(This was originally posted up on my other blog, http://feelingfoxy-lifestyle.blogspot.com , on August 17th, 2011. In an attempt to streamline the content on both, this entry has been reposted here.)

Yesterday I had a conversation with someone. I told her I was writing a play about a prison psychologist who is counseling an inmate. She asked if I had any experience with any of that. Of course I had to say no-I have never been a prison psychologist, a student of psychology, a prisoner, or a murderer.

One of the great tenets of writing has always been to write what you know. But, if we all wrote about what we knew we wouldn’t have half the books that we do. I’m sure there’s someone out there who knows what it’s like to fight the greatest dark wizard of all time or fall in love with a vampire. But that person isn’t J.K. Rowling or Stephanie Meyer. Rowling doesn’t know what it’s like to fly on a hippogriff any more than Meyer knows what it’s like to give birth to a half-vampire baby. Orson Scott Card (Ender’s Game Series) doesn’t know what it’s like to be a child soldier training in space or the savior of the human race. Jodi Picoult (My Sister’s Keeper) doesn’t know what it’s like to have your parents forcing you to donate your bodily material to your sister. Suzanne Collins (The Hunger Games Series) doesn’t know what it’s like to fight to stay alive in a dystopian world. Bram Stoker (Dracula) didn’t know what it would be like to be a guest of Dracula. George Orwell (1984, Animal Farm) didn’t have a time machine that allowed him to visit the world as it would be in 1984. Agatha Christie (Hercule Poirot, Miss Marple Series) was no renowned criminal investigator. Arthur Conan Doyle (Sherlock Holmes) was a writer, not a detective. Mary Shelley (Frankenstein) didn’t know what it was like to bring something to life that terrified and filled her with shame. Richard Wright (Native Son) never murdered a white girl. Justin Cronin (The Passage) never lived through a vampire apocalypse. Phillip Pullman (His Dark Materials Series) didn’t have a daemon by his side while penned his famous trilogy. Cormac McCarthy (The Road) never wandered through a post-apocalyptic world.
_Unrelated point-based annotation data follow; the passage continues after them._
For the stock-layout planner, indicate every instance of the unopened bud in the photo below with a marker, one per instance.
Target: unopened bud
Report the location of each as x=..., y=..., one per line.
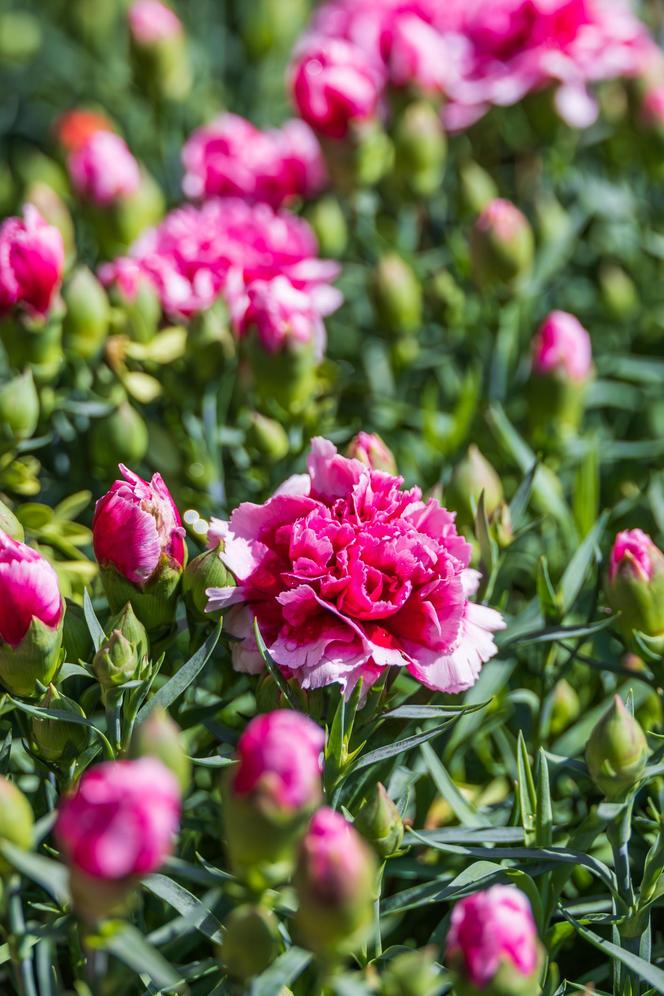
x=56, y=741
x=159, y=736
x=251, y=941
x=379, y=821
x=501, y=245
x=397, y=296
x=617, y=751
x=86, y=321
x=420, y=149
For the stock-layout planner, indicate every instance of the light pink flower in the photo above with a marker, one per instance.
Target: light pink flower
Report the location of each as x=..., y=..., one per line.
x=279, y=754
x=32, y=257
x=151, y=22
x=562, y=344
x=103, y=169
x=28, y=590
x=230, y=157
x=335, y=85
x=347, y=574
x=136, y=527
x=489, y=928
x=634, y=551
x=120, y=820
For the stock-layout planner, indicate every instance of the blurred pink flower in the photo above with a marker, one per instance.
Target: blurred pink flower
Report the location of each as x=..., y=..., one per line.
x=489, y=928
x=32, y=258
x=347, y=573
x=151, y=21
x=635, y=551
x=120, y=820
x=103, y=170
x=136, y=525
x=28, y=590
x=562, y=344
x=232, y=157
x=279, y=754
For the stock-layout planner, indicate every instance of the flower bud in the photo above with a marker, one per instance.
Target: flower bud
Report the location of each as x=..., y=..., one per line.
x=118, y=437
x=335, y=881
x=85, y=325
x=472, y=477
x=328, y=221
x=250, y=942
x=492, y=945
x=19, y=408
x=379, y=821
x=268, y=437
x=138, y=540
x=31, y=611
x=369, y=449
x=562, y=366
x=114, y=828
x=617, y=751
x=16, y=820
x=115, y=662
x=420, y=149
x=159, y=50
x=53, y=740
x=501, y=245
x=397, y=296
x=204, y=571
x=159, y=736
x=635, y=587
x=271, y=793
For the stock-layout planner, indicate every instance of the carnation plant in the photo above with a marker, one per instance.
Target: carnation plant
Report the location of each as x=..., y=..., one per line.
x=331, y=498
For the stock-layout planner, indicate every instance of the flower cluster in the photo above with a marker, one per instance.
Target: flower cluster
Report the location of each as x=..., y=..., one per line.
x=262, y=262
x=231, y=157
x=475, y=54
x=347, y=574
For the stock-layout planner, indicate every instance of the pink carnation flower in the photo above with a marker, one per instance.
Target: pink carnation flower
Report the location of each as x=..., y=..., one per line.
x=280, y=754
x=32, y=258
x=103, y=169
x=562, y=344
x=634, y=550
x=489, y=928
x=28, y=590
x=120, y=820
x=151, y=22
x=136, y=525
x=347, y=573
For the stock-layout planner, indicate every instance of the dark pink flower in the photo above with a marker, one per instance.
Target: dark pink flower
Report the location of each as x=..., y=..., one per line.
x=562, y=345
x=103, y=170
x=335, y=85
x=120, y=820
x=32, y=258
x=151, y=22
x=279, y=754
x=634, y=551
x=490, y=928
x=136, y=527
x=28, y=590
x=347, y=574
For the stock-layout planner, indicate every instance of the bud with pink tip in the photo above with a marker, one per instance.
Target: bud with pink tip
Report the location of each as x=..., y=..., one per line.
x=138, y=540
x=562, y=367
x=271, y=793
x=335, y=882
x=635, y=588
x=115, y=827
x=492, y=944
x=501, y=245
x=32, y=258
x=369, y=449
x=31, y=613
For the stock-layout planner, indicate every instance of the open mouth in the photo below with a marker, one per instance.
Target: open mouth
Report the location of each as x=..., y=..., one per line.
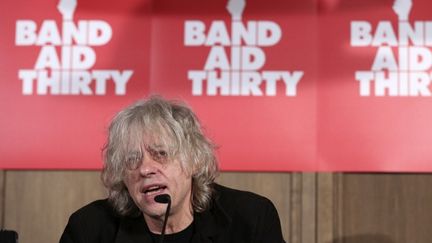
x=153, y=190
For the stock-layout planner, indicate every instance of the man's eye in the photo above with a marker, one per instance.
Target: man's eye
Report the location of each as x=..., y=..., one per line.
x=163, y=153
x=133, y=161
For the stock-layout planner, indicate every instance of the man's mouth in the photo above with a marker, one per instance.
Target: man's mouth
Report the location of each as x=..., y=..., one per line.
x=153, y=190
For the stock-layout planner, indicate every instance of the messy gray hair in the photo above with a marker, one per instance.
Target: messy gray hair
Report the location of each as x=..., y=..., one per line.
x=171, y=123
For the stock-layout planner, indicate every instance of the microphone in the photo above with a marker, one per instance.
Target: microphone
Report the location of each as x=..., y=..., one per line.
x=164, y=198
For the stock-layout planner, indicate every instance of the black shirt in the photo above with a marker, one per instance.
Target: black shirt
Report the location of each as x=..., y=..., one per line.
x=184, y=236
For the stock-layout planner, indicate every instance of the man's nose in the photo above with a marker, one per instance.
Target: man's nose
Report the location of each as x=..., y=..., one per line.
x=148, y=166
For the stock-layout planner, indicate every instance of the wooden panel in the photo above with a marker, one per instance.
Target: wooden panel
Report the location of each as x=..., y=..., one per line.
x=38, y=203
x=275, y=186
x=386, y=208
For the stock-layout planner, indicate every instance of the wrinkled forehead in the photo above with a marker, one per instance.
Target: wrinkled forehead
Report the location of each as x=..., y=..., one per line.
x=155, y=133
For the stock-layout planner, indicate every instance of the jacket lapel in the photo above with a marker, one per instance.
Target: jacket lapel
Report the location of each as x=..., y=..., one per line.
x=132, y=230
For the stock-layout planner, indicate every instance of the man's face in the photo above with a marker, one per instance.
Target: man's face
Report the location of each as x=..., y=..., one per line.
x=155, y=174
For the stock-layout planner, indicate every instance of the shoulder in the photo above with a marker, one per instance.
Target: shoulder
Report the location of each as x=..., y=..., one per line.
x=244, y=204
x=95, y=221
x=250, y=214
x=99, y=210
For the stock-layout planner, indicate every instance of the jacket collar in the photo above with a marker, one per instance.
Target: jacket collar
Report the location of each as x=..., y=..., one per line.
x=213, y=224
x=132, y=230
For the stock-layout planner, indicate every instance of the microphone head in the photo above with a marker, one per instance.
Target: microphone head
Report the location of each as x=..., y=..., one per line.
x=163, y=198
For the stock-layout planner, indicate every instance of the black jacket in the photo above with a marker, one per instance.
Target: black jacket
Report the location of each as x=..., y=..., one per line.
x=233, y=217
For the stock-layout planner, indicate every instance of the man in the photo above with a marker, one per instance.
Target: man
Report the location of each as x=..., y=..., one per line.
x=157, y=147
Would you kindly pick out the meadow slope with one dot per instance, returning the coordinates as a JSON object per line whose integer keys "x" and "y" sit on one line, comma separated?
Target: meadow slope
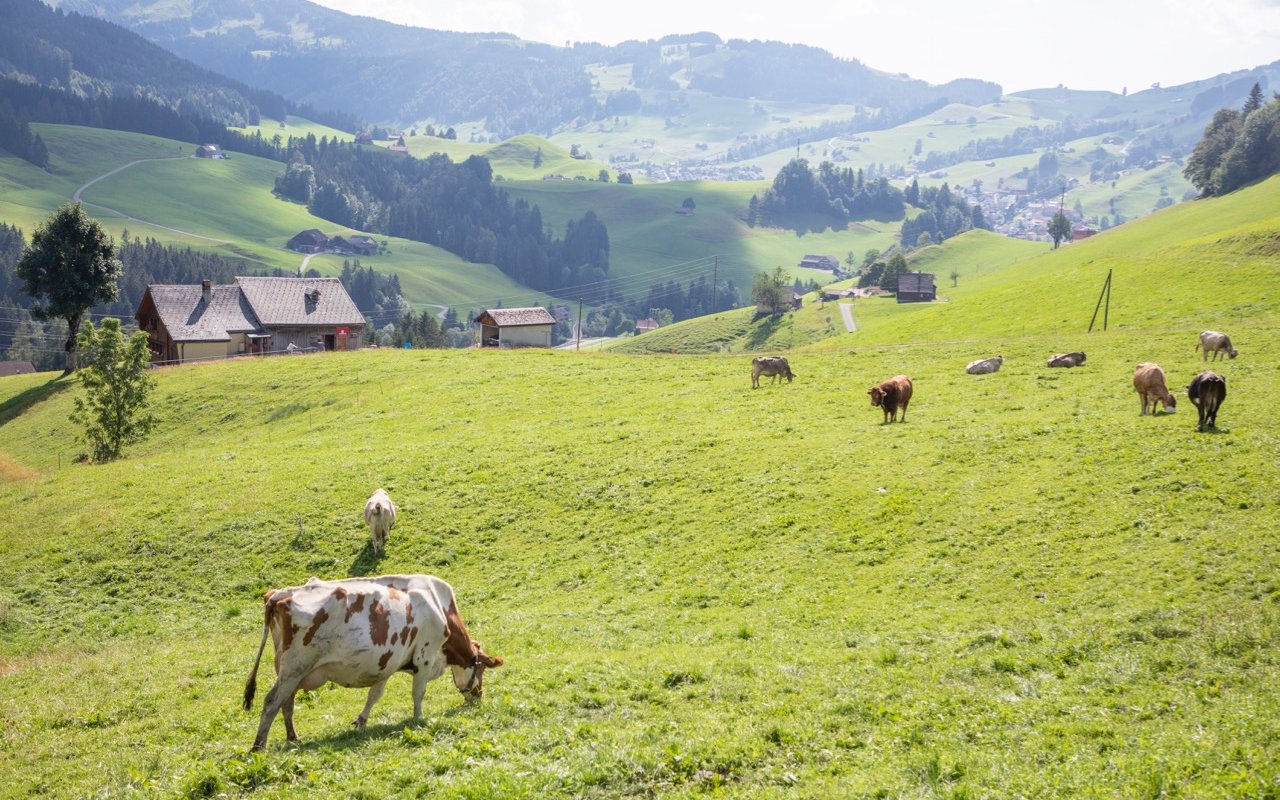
{"x": 1023, "y": 590}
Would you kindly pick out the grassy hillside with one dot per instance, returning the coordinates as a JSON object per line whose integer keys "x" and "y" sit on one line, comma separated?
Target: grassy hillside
{"x": 1208, "y": 264}
{"x": 225, "y": 206}
{"x": 695, "y": 585}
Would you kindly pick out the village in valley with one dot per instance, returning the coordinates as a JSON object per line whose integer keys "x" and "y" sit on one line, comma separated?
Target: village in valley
{"x": 396, "y": 411}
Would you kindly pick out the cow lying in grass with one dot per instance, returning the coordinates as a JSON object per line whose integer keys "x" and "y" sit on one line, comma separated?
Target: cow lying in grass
{"x": 1207, "y": 391}
{"x": 1148, "y": 382}
{"x": 379, "y": 516}
{"x": 772, "y": 368}
{"x": 1066, "y": 360}
{"x": 359, "y": 632}
{"x": 892, "y": 394}
{"x": 984, "y": 366}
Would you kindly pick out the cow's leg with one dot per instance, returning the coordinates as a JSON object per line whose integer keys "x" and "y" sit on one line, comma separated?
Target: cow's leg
{"x": 287, "y": 712}
{"x": 272, "y": 705}
{"x": 420, "y": 680}
{"x": 375, "y": 691}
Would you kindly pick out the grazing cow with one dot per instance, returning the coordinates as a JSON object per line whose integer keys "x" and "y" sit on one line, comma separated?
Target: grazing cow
{"x": 1148, "y": 382}
{"x": 1216, "y": 343}
{"x": 1207, "y": 391}
{"x": 1066, "y": 360}
{"x": 359, "y": 632}
{"x": 892, "y": 394}
{"x": 772, "y": 368}
{"x": 379, "y": 516}
{"x": 984, "y": 366}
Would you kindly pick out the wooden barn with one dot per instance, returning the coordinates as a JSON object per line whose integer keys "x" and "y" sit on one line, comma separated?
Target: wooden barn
{"x": 516, "y": 327}
{"x": 915, "y": 288}
{"x": 251, "y": 316}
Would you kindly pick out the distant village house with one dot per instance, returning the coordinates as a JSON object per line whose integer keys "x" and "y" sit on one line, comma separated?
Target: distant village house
{"x": 915, "y": 288}
{"x": 516, "y": 327}
{"x": 251, "y": 316}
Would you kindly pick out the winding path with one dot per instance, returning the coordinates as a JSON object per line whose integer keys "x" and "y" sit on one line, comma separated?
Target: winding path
{"x": 135, "y": 219}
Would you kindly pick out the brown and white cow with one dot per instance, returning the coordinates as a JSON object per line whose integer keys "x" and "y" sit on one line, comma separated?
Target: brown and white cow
{"x": 359, "y": 632}
{"x": 1066, "y": 360}
{"x": 772, "y": 368}
{"x": 1148, "y": 382}
{"x": 379, "y": 516}
{"x": 1207, "y": 391}
{"x": 1216, "y": 343}
{"x": 892, "y": 394}
{"x": 984, "y": 366}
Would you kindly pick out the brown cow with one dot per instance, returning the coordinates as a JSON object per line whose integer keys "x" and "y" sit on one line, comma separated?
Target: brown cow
{"x": 1148, "y": 382}
{"x": 891, "y": 394}
{"x": 359, "y": 632}
{"x": 772, "y": 368}
{"x": 1066, "y": 360}
{"x": 1207, "y": 391}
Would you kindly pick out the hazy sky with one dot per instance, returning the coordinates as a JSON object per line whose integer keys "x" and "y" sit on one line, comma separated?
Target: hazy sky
{"x": 1019, "y": 44}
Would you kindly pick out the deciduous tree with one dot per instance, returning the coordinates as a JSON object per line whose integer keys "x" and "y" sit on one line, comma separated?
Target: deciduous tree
{"x": 113, "y": 410}
{"x": 69, "y": 268}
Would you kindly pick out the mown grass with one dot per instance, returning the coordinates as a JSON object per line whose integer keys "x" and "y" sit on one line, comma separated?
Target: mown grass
{"x": 1025, "y": 589}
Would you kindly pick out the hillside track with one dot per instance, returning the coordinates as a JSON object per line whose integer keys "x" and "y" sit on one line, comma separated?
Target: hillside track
{"x": 76, "y": 196}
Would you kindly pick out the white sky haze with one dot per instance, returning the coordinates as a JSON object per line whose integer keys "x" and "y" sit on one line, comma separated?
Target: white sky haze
{"x": 1019, "y": 44}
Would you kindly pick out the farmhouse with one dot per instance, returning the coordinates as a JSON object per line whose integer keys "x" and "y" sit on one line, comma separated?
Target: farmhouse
{"x": 251, "y": 316}
{"x": 823, "y": 263}
{"x": 516, "y": 327}
{"x": 309, "y": 241}
{"x": 915, "y": 288}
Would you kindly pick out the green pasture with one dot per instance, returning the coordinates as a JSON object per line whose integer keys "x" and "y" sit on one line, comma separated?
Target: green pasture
{"x": 222, "y": 205}
{"x": 1027, "y": 589}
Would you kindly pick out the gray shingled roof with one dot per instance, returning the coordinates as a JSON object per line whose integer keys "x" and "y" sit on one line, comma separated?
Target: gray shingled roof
{"x": 283, "y": 301}
{"x": 188, "y": 318}
{"x": 507, "y": 318}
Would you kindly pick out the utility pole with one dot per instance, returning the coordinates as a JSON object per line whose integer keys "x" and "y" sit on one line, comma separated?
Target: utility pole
{"x": 579, "y": 346}
{"x": 714, "y": 295}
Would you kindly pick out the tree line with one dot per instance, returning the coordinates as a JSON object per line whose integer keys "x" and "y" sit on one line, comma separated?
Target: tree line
{"x": 1239, "y": 146}
{"x": 831, "y": 197}
{"x": 452, "y": 205}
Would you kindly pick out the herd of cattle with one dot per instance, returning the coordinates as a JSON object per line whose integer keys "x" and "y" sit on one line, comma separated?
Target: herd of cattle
{"x": 360, "y": 631}
{"x": 1207, "y": 391}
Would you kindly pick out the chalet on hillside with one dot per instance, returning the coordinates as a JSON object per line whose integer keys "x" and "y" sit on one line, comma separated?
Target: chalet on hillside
{"x": 16, "y": 368}
{"x": 915, "y": 288}
{"x": 824, "y": 263}
{"x": 251, "y": 316}
{"x": 309, "y": 241}
{"x": 516, "y": 327}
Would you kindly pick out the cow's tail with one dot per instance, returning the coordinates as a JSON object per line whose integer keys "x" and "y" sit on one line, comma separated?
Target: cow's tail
{"x": 251, "y": 685}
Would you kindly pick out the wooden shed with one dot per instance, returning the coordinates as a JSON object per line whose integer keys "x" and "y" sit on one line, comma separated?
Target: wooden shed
{"x": 915, "y": 288}
{"x": 516, "y": 327}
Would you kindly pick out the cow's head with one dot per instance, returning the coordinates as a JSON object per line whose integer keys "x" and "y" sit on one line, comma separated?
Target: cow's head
{"x": 470, "y": 680}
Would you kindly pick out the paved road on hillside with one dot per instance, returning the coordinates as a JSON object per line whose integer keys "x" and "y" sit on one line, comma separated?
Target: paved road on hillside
{"x": 135, "y": 219}
{"x": 846, "y": 310}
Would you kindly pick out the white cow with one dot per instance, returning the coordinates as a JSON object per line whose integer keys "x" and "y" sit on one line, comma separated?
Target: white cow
{"x": 359, "y": 632}
{"x": 984, "y": 366}
{"x": 379, "y": 516}
{"x": 1216, "y": 343}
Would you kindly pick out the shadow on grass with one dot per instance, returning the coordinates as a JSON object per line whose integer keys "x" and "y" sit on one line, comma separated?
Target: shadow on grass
{"x": 21, "y": 402}
{"x": 366, "y": 562}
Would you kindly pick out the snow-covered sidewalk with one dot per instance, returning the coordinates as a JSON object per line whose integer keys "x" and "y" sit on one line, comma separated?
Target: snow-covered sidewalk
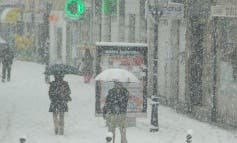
{"x": 24, "y": 107}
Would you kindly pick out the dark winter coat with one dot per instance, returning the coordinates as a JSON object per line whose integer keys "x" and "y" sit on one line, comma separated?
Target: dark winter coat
{"x": 59, "y": 94}
{"x": 7, "y": 56}
{"x": 87, "y": 66}
{"x": 116, "y": 101}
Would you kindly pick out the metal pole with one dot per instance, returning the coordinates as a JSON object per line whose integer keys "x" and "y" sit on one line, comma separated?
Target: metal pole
{"x": 154, "y": 112}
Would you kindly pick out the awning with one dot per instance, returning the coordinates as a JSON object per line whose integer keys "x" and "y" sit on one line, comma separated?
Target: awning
{"x": 10, "y": 15}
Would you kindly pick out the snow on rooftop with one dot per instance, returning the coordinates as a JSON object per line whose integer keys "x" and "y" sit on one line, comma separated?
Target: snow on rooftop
{"x": 122, "y": 44}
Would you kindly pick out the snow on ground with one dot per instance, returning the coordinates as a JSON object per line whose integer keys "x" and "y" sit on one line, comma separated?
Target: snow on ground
{"x": 24, "y": 107}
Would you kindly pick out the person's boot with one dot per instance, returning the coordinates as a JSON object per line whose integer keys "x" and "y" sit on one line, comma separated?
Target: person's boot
{"x": 61, "y": 131}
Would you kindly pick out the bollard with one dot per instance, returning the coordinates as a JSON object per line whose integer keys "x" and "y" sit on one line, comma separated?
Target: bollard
{"x": 109, "y": 137}
{"x": 22, "y": 140}
{"x": 189, "y": 136}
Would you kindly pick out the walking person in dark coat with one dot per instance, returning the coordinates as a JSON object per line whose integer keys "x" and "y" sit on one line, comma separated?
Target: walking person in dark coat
{"x": 115, "y": 110}
{"x": 87, "y": 66}
{"x": 59, "y": 94}
{"x": 7, "y": 56}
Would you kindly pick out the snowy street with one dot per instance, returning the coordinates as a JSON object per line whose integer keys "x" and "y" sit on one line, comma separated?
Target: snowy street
{"x": 24, "y": 112}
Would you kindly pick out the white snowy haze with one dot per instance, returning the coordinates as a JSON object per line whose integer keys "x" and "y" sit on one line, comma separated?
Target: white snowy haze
{"x": 24, "y": 105}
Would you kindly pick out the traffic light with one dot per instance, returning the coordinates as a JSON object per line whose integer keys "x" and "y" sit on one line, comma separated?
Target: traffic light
{"x": 74, "y": 8}
{"x": 110, "y": 7}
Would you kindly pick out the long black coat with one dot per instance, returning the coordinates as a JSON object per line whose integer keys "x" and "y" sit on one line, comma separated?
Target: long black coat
{"x": 59, "y": 94}
{"x": 116, "y": 101}
{"x": 7, "y": 56}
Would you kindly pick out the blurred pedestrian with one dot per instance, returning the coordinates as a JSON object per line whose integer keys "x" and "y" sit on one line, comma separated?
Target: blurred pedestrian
{"x": 7, "y": 56}
{"x": 115, "y": 110}
{"x": 59, "y": 94}
{"x": 87, "y": 66}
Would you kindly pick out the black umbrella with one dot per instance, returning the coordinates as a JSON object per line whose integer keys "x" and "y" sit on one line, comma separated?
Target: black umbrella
{"x": 61, "y": 69}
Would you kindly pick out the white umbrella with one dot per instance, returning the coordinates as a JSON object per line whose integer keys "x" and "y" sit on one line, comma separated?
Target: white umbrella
{"x": 116, "y": 74}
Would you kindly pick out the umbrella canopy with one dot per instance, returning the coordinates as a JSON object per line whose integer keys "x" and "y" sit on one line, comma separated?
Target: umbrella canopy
{"x": 10, "y": 15}
{"x": 116, "y": 74}
{"x": 61, "y": 69}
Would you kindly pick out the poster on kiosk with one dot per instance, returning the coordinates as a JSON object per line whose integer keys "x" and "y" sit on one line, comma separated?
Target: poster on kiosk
{"x": 128, "y": 56}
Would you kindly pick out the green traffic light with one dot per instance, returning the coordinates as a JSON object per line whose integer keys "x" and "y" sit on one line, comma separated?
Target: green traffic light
{"x": 74, "y": 8}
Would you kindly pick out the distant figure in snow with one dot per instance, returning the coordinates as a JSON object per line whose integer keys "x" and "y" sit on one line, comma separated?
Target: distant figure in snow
{"x": 115, "y": 110}
{"x": 7, "y": 56}
{"x": 87, "y": 66}
{"x": 59, "y": 95}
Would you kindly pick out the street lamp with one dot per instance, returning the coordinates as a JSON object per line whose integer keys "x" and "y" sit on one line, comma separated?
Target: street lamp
{"x": 156, "y": 13}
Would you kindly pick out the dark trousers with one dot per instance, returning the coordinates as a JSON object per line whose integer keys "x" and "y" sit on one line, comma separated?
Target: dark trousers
{"x": 58, "y": 119}
{"x": 6, "y": 71}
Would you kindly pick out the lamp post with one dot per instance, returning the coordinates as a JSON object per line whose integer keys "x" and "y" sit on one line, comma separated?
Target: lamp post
{"x": 156, "y": 14}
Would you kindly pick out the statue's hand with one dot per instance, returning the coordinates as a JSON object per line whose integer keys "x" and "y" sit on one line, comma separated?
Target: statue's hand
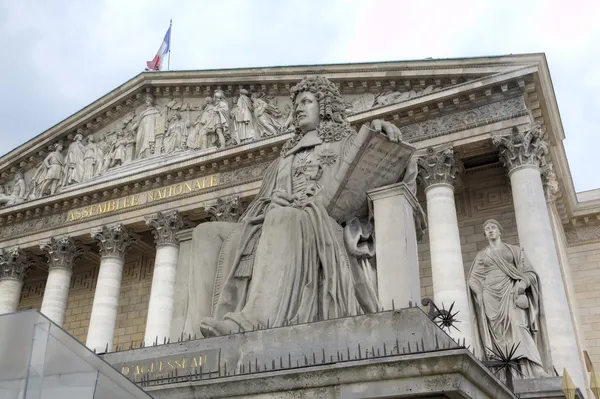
{"x": 521, "y": 287}
{"x": 388, "y": 128}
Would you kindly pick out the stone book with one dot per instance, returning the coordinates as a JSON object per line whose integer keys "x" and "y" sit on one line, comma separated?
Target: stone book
{"x": 370, "y": 161}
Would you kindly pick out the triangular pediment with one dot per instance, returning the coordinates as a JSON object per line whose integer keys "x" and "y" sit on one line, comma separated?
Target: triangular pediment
{"x": 404, "y": 92}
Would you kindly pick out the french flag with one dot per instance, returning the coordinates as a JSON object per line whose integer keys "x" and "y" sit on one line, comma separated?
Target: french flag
{"x": 165, "y": 47}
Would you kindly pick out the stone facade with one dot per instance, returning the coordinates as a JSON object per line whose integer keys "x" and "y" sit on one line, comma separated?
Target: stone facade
{"x": 153, "y": 158}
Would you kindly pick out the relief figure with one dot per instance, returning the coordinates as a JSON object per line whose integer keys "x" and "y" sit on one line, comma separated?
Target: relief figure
{"x": 286, "y": 258}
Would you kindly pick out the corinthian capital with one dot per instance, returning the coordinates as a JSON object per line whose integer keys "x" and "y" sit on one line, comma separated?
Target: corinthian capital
{"x": 14, "y": 263}
{"x": 62, "y": 252}
{"x": 522, "y": 148}
{"x": 165, "y": 226}
{"x": 438, "y": 167}
{"x": 113, "y": 240}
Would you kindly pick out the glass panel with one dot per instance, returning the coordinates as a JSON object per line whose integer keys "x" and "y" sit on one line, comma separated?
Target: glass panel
{"x": 39, "y": 360}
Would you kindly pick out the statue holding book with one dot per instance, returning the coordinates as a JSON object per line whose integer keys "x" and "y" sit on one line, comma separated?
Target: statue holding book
{"x": 299, "y": 252}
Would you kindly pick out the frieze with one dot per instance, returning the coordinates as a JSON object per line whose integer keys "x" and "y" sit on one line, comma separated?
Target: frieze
{"x": 460, "y": 120}
{"x": 50, "y": 221}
So if these authors didn’t write about what they knew, how did they do it? With time, research, and where research failed, imagination. And of course, an understanding of the human condition.

To write a great novel or series of novels, you need not have traveled far and wide or seen great things. You simply need to understand what it is to be alive. That’s all characters need, wherever they be. Life.

2 Comments on “The Merits (or lack thereof) of Writing What You Know

  1. When I think “write what you know” I don’t relate it in quite the same way. I may not have ever been a vampire but I have taken soup through a straw and felt the viscous fluid enter my mouth, roll across my tongue and slide down my throat. That experience can be related to a vampire sucking blood from a character.
    If I’m going to make a character believable, I include things like that, which we have all experienced, and that makes it all much more real for the reader. You are right, you don’t have to be a plumber or a doctor to write about one.

  2. I usually think “write what you like.” To me, “write what you know” means finding an emotional truth. I’m not dissing finding the right, honest core to a story, but I find it much more pleasurable to write about what I like to write about, and, usually, the emotional truth comes with it.